CamperBob2 4 days ago | parent [-]

The irony isn't that the GP is right, because they are. "AI does not understand anything: it just predicts the next token based on previous tokens and statistics."

The irony is that we've recently learned that "just predicting the next token" is good enough to hack code, compose music and poetry, write stories, win math competitions -- and yes, "give synonyms matching a particular metrical pattern" (good luck composing music and poetry without doing that) -- and the GP doesn't appreciate what an earthshaking discovery that is.

They are too busy thumping their chest to assert dominance over a computer, just as any lesser primate could be expected to do.

Telemakhos 3 days ago | parent [-]

AI fails miserably at writing poetry in Latin and Greek, precisely because it cannot apply metrical rules. Predicting the next token does not produce correct verse. Perhaps it works for stress-based songs in English, but it does not in languages with quantitative (moraic) meter, nor can AI scan meter correctly. Schoolchildren can and do: it's a well understood domain with simple rules, if you can apply rules. Token prediction is not that.

crazygringo 3 days ago | parent | next [-]

Sounds like it's just a question of insufficient training material or training material that is insufficiently annotated.

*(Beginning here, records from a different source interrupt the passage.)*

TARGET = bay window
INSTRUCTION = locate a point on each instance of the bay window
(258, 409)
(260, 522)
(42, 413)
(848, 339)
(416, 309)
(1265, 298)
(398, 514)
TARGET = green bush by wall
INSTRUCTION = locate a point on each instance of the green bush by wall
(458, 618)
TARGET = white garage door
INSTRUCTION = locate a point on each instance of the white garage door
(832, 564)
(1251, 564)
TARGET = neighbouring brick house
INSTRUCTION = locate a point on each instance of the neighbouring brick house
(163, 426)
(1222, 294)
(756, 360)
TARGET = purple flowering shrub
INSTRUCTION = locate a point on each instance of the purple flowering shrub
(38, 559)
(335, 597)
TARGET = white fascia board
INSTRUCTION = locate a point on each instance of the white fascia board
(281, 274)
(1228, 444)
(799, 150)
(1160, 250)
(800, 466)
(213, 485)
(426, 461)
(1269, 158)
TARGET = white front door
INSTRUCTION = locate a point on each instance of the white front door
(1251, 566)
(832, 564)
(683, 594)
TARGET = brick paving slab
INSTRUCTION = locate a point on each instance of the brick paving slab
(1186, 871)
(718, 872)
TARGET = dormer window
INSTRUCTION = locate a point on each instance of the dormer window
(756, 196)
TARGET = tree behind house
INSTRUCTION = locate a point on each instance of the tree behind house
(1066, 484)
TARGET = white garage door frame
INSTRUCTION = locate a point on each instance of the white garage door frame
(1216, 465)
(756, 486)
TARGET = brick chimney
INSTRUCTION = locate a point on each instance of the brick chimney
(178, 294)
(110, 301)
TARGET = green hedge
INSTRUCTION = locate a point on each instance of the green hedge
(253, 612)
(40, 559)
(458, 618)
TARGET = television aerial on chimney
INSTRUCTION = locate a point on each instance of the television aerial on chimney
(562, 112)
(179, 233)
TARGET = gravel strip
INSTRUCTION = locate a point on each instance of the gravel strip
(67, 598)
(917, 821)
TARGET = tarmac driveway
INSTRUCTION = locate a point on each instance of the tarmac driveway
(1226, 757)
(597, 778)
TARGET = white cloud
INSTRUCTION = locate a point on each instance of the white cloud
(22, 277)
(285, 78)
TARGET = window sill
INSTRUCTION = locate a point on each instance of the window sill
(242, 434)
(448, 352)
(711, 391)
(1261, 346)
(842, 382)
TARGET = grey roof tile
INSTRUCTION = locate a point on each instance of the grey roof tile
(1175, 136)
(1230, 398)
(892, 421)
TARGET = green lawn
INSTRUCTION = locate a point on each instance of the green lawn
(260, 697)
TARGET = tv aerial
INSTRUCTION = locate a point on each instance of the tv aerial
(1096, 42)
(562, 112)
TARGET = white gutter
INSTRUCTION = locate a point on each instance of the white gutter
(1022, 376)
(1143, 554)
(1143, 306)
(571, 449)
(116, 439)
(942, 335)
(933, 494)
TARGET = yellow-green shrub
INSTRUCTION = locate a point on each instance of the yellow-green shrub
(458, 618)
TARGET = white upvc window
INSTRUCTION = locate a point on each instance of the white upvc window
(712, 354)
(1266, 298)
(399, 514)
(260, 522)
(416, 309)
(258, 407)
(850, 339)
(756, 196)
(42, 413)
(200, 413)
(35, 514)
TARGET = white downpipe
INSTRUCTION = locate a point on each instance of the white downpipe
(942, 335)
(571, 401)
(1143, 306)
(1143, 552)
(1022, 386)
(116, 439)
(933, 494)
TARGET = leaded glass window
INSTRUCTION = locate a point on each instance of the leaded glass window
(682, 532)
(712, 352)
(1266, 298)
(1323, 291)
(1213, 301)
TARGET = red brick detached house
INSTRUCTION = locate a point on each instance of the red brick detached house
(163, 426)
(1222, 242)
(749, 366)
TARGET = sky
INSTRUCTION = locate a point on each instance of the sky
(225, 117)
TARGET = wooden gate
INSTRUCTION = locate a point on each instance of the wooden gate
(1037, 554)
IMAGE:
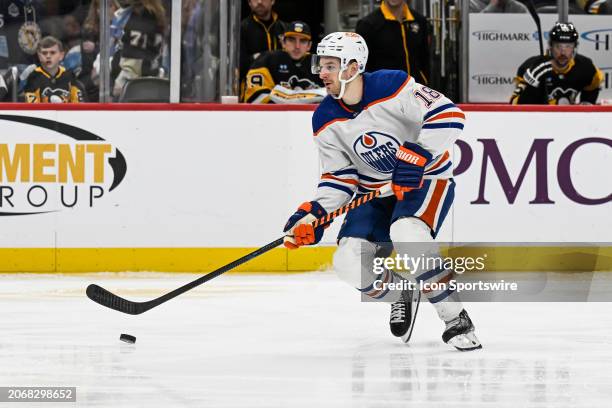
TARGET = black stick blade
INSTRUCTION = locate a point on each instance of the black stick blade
(105, 298)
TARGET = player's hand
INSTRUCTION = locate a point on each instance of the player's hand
(534, 75)
(409, 168)
(299, 230)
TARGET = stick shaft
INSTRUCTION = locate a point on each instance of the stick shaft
(112, 301)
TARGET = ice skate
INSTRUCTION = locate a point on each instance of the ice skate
(459, 333)
(403, 314)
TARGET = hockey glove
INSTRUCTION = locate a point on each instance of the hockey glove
(409, 168)
(535, 75)
(299, 229)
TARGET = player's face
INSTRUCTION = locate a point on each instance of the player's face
(329, 68)
(50, 58)
(261, 8)
(297, 47)
(562, 53)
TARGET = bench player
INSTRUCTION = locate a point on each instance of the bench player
(372, 129)
(559, 77)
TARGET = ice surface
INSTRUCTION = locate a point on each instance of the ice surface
(301, 340)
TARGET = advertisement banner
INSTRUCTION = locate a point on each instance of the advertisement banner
(499, 43)
(164, 190)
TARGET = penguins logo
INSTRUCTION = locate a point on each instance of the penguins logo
(563, 96)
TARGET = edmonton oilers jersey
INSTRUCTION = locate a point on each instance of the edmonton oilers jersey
(357, 145)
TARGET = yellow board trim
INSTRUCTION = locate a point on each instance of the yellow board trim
(75, 260)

There's no reason an LLM shouldn't be able to produce such poetry. Remember that extensive "thinking" occurs before producing the first output token -- LLM's aren't blindly outputting tokens without first knowing where they are going. But it would make sense that this is an area current companies have not prioritized for training. Not that many people need new poetry in a dead language...

CamperBob2 3 days ago | parent | prev [-]

How'd you do at that, before someone taught you?

If someone cared enough to train a model on Latin and Greek theory, then rest assured it would do just fine. It'd just be a waste of weights from the perspective of almost everyone else, though.